Он напоминает тех странников с палочками, которые всю жизнь меряют землю, проходя тысячи верст от монастыря к монастырю, от мощей к мощам, до ужаса бесприютные и чужие всем и всему. Мир — не для них, бог — тоже. Они молятся ему по привычке, а в тайне душевной ненавидят его: зачем гоняет по земле из конца в конец, зачем? Люди — пеньки, корни, камни по дороге, — о них спотыкаешься и порою от них чувствуешь боль. Можно обойтись и без них, но иногда приятно поразить человека своею непохожестью на него, показать свое несогласие с ним.
«Фридрих Прусский очень хорошо сказал:„Каждый должен спасаться à sa façon“. Он же говорил: „Рассуждайте, как хотите, только слушайтесь“. Но, умирая, сознался: „Я устал управлять рабами“. Так называемые великие люди всегда страшно противоречивы. Это им прощается вместе со всякой другой глупостью. Хотя противоречие — не глупость: дурак — упрям, но противоречить не умеет. Да — Фридрих странный был человек: заслужил славу лучшего государя у немцев, а терпеть не мог их, даже Гёте и Виланда не любил…»
— Романтизм — это от страха взглянуть правде в глаза, — сказал он вчера вечером по поводу стихов Бальмонта. Сулер не согласился с ним и, шепелявя от возбуждения, очень патетически прочел еще стихи.

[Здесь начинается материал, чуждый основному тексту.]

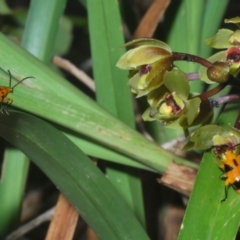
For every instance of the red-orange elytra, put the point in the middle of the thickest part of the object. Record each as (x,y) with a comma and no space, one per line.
(230,165)
(4,91)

— Это, Левушка, не стихи, а шарлатанство, а «ерундистика», как говорили в средние века, — бессмысленное плетение слов. Поэзия — безыскусственна; когда Фет писал:
…не знаю сам, что буду
Петь, но только песня зреет, —
этим он выразил настоящее, народное чувство поэзии. Мужик тоже не знает, что он поет, — ох, да-ой, да-эй — а выходит настоящая песня, прямо из души, как у птицы. Эти ваши новые всё выдумывают. Есть такие глупости французские «артикль де Пари», так вот это они самые у твоих стихоплетов. Некрасов тоже сплошь выдумывал свои стишонки.
— А Беранже? — спросил Сулер.
— Беранже — это другое! Что же общего между нами и французами? Они — чувственники; жизнь духа для них не так важна, как плоть. Для француза прежде всего — женщина. Они — изношенный, истрепанный народ. Доктора говорят, что все чахоточные — чувственники.